Prólogo
Prólogo
Me está mirando. Ese niño molesto me está mirando de nuevo con sus ojos azul agua y sonríe. A veces siento que no es suficiente con haberme empujado al suelo la semana pasada y dejarme una cicatriz en toda mi frente. Siento que quiero llorar, ¡¿por qué se está riendo?! No despega su mirada de mí.
Es hermano de Devon Haggart, lo cual no comprendo cómo es posible si Devon es amable conmigo y éste chico sólo usa molestarme cuando le pega en gana.
No quiero llorar, mi papá me ha enseñado a ser fuerte, al igual que mis hermanos. Sin embargo, mis ojos se cristalizan, me molesta mucho el que me mire de esa manera. Esa manera que no logro captar.
Abigail llega mi lado abrazándome, y le devuelvo el abrazo como impulso. Sé que está llorando y puedo estar muy segura de que fue Brendon quien la molestó de nuevo. Amigo del Haggart tenía que ser. ¿Acaso estamos destinadas a ser molestadas el resto de nuestras vidas? ¡El tercer grado apenas comienza!
Tomo la mano de mi amiga y le tiendo un libro que he traído de casa, alejándola de la mirada de todos los niños que la molestan, no es justo. Nos sentamos bajo un árbol —o lo que parece ser uno— y prosigo a distraerla con mi lectura. Amo leer.
Y a pesar de eso, cuando giro mi cabeza, él está ahí, jugando con una pelota de básquet. Me sigue mirando y regreso a Abigail frente a mí, sin importancia.

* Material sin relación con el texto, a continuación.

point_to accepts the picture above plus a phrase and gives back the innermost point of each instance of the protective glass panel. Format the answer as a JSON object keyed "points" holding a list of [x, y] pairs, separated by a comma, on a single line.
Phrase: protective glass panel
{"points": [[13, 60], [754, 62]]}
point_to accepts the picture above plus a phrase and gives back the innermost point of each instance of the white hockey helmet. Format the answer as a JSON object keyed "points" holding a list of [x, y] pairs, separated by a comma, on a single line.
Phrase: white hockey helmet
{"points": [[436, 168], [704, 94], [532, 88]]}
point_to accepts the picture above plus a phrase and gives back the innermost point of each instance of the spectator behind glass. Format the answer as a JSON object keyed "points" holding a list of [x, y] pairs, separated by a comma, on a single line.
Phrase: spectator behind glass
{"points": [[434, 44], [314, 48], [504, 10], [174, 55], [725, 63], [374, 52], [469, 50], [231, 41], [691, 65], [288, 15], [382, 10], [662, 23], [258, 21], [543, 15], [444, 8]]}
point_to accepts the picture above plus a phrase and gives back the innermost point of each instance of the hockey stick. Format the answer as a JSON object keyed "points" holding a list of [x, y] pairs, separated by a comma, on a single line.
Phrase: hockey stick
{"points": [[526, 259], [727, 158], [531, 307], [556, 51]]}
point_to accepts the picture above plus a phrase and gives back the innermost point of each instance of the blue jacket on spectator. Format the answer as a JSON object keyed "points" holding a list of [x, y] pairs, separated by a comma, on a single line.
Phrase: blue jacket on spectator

No lo quiero volver a ver nunca más.
La estoy mirando. Estoy mirando a la niña que empujé la semana pasada junto a Brendon y Ethan en el pasillo. Está molesta y sus mejillas están rojas, son regordetas y parecen malvaviscos. Me gustan los malvaviscos, lo que me provoca reír. La detallo.
Mi hermano, Devon, suele decirme que me meteré en muchos problemas si sigo así, pero no creo detenerme, me encanta verla enojada. ¿Y qué puede saber él? Sólo está en el sexto grado. Y aunque he repetido el tercer grado por ella, es la única persona en la que confío, además de mi amigo Brendon, por lo que sé que no le dirá a mamá por qué bajé mi calificación.
Veo a su amiga llegar, ella la abraza y le tiende un libro, luego la guía hacia un enorme arbusto y creo perderle de vista, así que me levanto. Me gusta mirarla.
—¡Eh, Dallon! —me grita Brendon lanzándome una bola de básquet. La atrapo.
Aun así no despego mi vista de ella cuando se gira con notoria indiferencia.
No quiero dejar de mirarla nunca más.